Note: although in the description above labels and indices start at 1 in the instances and scripts provided labels and indices start at 0 as most convenient in computer science.
Solution file
The solution file must contain a single line with \(|S|\) values, separated by white spaces, representing the team assignment for each student. Teams are indexed from 0 to \(|\mathcal{T}|-1\). For example, if the first value is 1, then student 0 is assigned to team 1. If the second value is 0, then student 1 is assigned to team 0, and so on.
Example
Consider the following example with \(|S|=13\) students and \(|\mathcal{T}|=3\) tables, where \(\ell=4\) and \(u=5\). There are \(m=3\) attributes.
Instance 1 (No disagreements)
# 13 tmembers, 3 teams, 3 attributes, 5 disagreements, 4 to 5 tmembers per team
13 3 3 5 4 5
# Attribute weight
30 20 10
# Labels associated to each tmember
1 5 2
0 7 1
1 1 1
1 1 2
0 5 3
1 7 0
1 5 3
0 5 1
0 1 0
1 0 3
0 4 1
1 2 3
1 4 1
# Disagreements
6 0
10 4
10 11
12 1
12 9
Solution 1
Example solution (0-based team indices):
1 1 0 2 2 0 1 0 2 2 0 1 2
^ ^
the solution is not feasible, students 0 and 6 cannot be in the same team.
Solution 2
Example solution (0-based team indices):
0 1 0 2 2 0 1 0 2 1 0 1 2
This is feasible for the size of the teams and the disagreement constraints. The first team (Team 0) has 2 different labels for attribute 0, 4 different labels for attribute 1, and 3 different labels for attribute 2. The second team (Team 1) has 2 different labels for attribute 0, 4 different labels for attribute 1, and 2 different labels for attribute 2. The third team (Team 2) has 2 different labels for attribute 0, 3 different labels for attribute 1, and 4 different labels for attribute 2. Therefore, the total weighted sum of the different labels present in each team is
\[30\cdot 2+20\cdot 4+10\cdot 3 +30\cdot 2+20\cdot 4+10\cdot 2 +30\cdot 2+20\cdot 3+10\cdot 4=490\] or \[ \begin{bmatrix} 1&1&1\\ \end{bmatrix} \begin{bmatrix} 2 & 4 & 3 \\ 2 & 4 & 2 \\ 2 & 3 & 4 \end{bmatrix} \begin{bmatrix} 30 \\ 20 \\ 10 \end{bmatrix} = 490. \]
Solution 3
2 1 0 2 2 0 1 0 2 1 0 1 1
This also passes the team-size and disagreement checks and is slightly better than solution 2. It yields an objective function value of 470.
Resources Available
In the archive asg2_2.tgz you can find the following resources to help you with the assignment.
Instances
Three instances are provided, which you can use for testing your algorithms: a toy instance tfp_7n_2q_4l_5u_3a_1d.txt and three more challenging instances tfp_131n_27q_4l_5u_10a_10d.txt and tfp_200n_40q_5l_5u_10a_15d.txt and tfp_300n_60q_5l_5u_10a_40d.txt with 131 and 200 and 300 students, respectively.
Instance generator
You are also provided with an instance generator script team_formation_generator.py.
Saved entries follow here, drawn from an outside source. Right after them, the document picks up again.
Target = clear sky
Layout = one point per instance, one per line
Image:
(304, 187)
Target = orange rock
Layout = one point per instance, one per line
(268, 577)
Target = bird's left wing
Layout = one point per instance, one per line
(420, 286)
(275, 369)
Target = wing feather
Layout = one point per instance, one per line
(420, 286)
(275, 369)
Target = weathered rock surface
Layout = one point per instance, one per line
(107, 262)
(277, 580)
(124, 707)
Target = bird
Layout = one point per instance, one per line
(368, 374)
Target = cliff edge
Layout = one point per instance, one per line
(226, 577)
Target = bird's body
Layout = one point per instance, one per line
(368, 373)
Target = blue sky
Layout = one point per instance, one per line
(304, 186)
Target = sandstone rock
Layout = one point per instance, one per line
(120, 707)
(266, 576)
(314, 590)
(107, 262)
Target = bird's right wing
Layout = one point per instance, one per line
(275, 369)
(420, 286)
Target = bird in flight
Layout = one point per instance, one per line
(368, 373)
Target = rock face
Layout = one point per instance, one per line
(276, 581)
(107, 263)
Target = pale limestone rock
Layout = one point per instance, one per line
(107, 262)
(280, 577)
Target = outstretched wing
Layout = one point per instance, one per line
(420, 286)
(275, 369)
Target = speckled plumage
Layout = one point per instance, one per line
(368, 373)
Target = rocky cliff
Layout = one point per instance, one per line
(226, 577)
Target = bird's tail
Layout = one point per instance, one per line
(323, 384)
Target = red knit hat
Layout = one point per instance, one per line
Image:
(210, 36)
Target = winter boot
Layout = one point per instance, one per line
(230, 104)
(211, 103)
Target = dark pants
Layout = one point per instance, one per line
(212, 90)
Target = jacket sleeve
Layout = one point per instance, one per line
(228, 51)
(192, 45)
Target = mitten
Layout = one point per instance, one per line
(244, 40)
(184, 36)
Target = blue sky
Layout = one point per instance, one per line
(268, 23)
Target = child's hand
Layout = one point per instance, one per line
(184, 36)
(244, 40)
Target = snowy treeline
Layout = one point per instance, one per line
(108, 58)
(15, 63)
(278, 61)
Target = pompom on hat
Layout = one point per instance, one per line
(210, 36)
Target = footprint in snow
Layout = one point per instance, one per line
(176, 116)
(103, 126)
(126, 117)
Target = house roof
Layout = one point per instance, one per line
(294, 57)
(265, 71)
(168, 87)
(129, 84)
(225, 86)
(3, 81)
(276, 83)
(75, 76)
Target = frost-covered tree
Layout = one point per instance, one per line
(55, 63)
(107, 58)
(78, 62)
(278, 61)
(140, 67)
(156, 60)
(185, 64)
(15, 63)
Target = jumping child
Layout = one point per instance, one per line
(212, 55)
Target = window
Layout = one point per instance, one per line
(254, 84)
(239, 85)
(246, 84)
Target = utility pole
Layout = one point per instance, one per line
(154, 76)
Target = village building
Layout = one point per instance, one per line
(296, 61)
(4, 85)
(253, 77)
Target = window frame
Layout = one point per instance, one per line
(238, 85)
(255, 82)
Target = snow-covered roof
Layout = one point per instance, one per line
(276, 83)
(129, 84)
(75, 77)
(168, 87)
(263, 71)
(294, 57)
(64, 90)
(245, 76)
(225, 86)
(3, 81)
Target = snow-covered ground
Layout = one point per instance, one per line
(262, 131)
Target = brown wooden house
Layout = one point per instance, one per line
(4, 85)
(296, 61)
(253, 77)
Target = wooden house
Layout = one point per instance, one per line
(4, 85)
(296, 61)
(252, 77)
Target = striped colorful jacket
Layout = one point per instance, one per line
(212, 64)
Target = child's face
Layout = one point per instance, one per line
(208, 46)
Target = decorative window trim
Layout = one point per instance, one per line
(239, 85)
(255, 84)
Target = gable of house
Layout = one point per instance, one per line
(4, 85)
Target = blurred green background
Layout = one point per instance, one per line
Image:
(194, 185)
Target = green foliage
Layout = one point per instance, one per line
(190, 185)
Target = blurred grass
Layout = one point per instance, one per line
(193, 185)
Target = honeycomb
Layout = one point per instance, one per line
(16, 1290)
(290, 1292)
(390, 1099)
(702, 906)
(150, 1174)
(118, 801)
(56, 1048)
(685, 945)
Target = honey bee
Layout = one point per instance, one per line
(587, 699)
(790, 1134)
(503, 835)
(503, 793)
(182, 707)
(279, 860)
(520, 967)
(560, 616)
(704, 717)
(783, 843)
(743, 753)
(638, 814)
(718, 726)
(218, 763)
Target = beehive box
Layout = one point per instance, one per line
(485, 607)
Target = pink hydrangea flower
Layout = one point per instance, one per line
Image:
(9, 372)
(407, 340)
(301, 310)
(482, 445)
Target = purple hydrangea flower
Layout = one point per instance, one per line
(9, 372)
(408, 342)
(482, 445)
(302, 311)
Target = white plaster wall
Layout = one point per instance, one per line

You can use it to generate random instances of the problem. The script takes several parameters, such as the number of students, the number of teams, the number of attributes, the number of disagreements, etc. You can run the script with different parameters to generate instances with different characteristics. For example the three instances provided are generated with the following parameters:
python3 team_formation_generator.py -n 13 -u 5 -a 3 -W 10 -d 5 -s 2
python3 team_formation_generator.py -n 131 -u 5 -W 10 -d 10 -s 2
python3 team_formation_generator.py -n 200 -u 5 -W 10 -d 15 -s 2
python3 team_formation_generator.py -n 300 -u 5 -a 10 -W 10 -d 40 -s 2
Checker script
Finally, to assess your solutions you are provided with a checker script checker.py. You can use it to check the feasibility of your solutions and to compute their objective value. The script takes as input an instance file and a solution file, and returns whether the solution is feasible and its objective value. You can run the script as follows:
python checker.py tfp_13n_3q_4l_5u_3a_5d.txt tfp_13n_3q_4l_5u_3a_5d.sol
Make sure that you use the checker script to validate the solutions returned by your solver and to compute their objective value.
Your Tasks
The following tasks are independent from each other and can be carried out independently.
Task 1
Model the problem as an Integer Linear Programming (ILP) problem. If you are not able to model all problem constraints, try to model as many as you can. You do not need to implement and solve the model.
Task 2
Develop and test one or more construction heuristic using the ROAR-NET API specification.
Task 3
Develop and test on or more local search heuristic using the ROAR-NET API specification. You can use the solution obtained by your construction heuristic as the initial solution for your local search heuristic or a completely random solution.
Task 4
Develop and test a metaheuristic using the ROAR-NET API specification.
Remarks
Submit your code and a report with the results of your experiments. The report should include a description of the algorithms you implemented, the experiments you carried out, and the results you obtained. You can also include any insights or observations you made during the development and testing of your algorithms. The code must run with the only parameters the instance file and the solution file.
Where tests are required, you can use the provided instances or generate new ones using the instance generator script. You can also create your own instances by hand to test specific scenarios. You can use the checker script to assess the feasibility and objective value of your solutions.
You are free to design the experiments you want to carry out to test your algorithms and compare their performance.
As a minimimal requirement for Tasks 2, 3 and 4 make sure that you report the results of your best algorithms on the three challenging instances provided. To do this, report in a table the best and median solution quality attained in the three instances in a number of runs (e.g., 10 runs) and the running time. Since running times depend on the computational environment, report also the specifics of the machine you are using (e.g., CPU, RAM, etc.).
In Task 4, metaheuristics are asymptotic algorithms but you can terminate them at 60 seconds.